Diffusion of an evidence-based smoking cessation intervention through Facebook: a randomised controlled trial study protocol

Nathan K Cobb, Megan A Jacobs, Jessie Saul, E Paul Wileyto, Amanda L Graham, Nathan K Cobb, Megan A Jacobs, Jessie Saul, E Paul Wileyto, Amanda L Graham

Abstract

Introduction: Online social networks represent a potential mechanism for the dissemination of health interventions including smoking cessation; however, which elements of an intervention determine diffusion between participants is unclear. Diffusion is frequently measured using R, the reproductive rate, which is determined by the duration of use (t), the 'contagiousness' of an intervention (β) and a participant's total contacts (z). We have developed a Facebook 'app' that allows us to enable or disable various components designed to impact the duration of use (expanded content, proactive contact), contagiousness (active and passive sharing) and number of contacts (use by non-smoker supporters). We hypothesised that these elements would be synergistic in their impact on R, while including non-smokers would induce a 'carrier' state allowing the app to bridge clusters of smokers.

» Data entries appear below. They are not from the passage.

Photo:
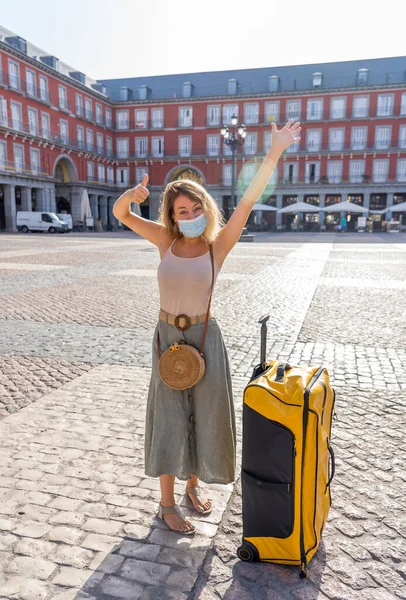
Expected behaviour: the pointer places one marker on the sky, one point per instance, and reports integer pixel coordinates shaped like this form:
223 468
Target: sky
109 39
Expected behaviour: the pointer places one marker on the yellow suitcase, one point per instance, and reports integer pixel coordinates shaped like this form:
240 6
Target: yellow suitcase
287 461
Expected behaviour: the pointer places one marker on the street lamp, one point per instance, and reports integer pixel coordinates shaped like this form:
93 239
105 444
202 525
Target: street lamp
233 139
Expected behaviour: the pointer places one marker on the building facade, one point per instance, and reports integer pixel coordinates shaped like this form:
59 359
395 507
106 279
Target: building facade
62 132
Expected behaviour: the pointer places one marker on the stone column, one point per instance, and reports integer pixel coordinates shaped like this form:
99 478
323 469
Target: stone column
26 203
103 211
53 207
41 200
279 200
94 205
389 203
10 207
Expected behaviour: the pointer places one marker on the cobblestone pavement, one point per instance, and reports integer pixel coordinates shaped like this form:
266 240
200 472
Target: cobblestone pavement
76 321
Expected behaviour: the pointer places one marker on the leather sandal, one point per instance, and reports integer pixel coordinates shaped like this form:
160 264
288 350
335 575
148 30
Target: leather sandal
168 510
196 490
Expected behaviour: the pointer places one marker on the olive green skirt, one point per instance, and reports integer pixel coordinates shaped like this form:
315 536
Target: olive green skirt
192 431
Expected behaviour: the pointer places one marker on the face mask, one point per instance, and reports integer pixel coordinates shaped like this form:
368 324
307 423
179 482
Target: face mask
193 227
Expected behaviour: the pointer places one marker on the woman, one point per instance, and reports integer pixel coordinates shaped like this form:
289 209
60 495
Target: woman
191 434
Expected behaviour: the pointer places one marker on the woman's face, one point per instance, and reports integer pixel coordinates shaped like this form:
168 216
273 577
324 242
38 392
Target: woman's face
184 208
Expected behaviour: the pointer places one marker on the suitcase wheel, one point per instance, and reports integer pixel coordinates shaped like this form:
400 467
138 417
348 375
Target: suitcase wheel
247 554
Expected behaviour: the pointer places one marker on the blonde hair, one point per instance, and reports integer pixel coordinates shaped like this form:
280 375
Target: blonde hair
195 192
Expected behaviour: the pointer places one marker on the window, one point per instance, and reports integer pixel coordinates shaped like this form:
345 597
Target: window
338 108
63 125
157 117
13 75
88 109
99 114
336 139
81 137
314 140
227 174
213 115
293 109
185 145
213 145
15 115
228 111
290 172
314 109
334 171
185 117
123 175
380 170
122 148
385 105
312 173
90 171
34 160
122 119
251 113
402 136
403 104
31 83
272 110
45 126
100 172
267 140
248 173
43 89
141 147
79 105
110 174
33 121
3 155
63 98
89 139
401 169
139 173
360 106
108 117
109 146
158 147
382 138
357 169
250 145
100 143
141 118
3 112
359 138
19 157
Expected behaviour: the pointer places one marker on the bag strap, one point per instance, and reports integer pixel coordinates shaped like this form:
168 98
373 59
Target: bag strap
208 309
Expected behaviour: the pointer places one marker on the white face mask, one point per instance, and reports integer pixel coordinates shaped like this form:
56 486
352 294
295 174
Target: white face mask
193 228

Methods and analysis: This study is a fractional factorial, randomised control trial of the diffusion of a Facebook application for smoking cessation. Participants recruited through online advertising are randomised to 1 of 12 cells and serve as 'seed' users. All user interactions are tracked, including social interactions with friends. Individuals installing the application that can be traced back to a seed participant are deemed 'descendants' and form the outcome of interest. Analysis will be conducted using Poisson regression, with event count as the outcome and the number of seeds in the cell as the exposure.

Results: The results will be reported as a baseline R0 for the reference group, and incidence rate ratio for the remainder of predictors.

Ethics and dissemination: This study uses an abbreviated consent process designed to minimise barriers to adoption and was deemed to be minimal risk by the Institutional Review Board (IRB). Results will be disseminated through traditional academic literature as well as social media. If feasible, anonymised data and underlying source code are intended to be made available under an open source license.

Clinicaltrialsgov registration number: NCT01746472.

Keywords: Diffusion; Dissemination; Internet; RCT; Smoking Cessation.

Figures

Figure 1
Figure 1
Facebook Timeline.
Figure 2
Figure 2
Viral diffusion model.
Figure 3
Figure 3
Application Quit Date Wizard.
Figure 4
Figure 4
Application main screen.
Figure 5
Figure 5
Facebook data transfer consent screen.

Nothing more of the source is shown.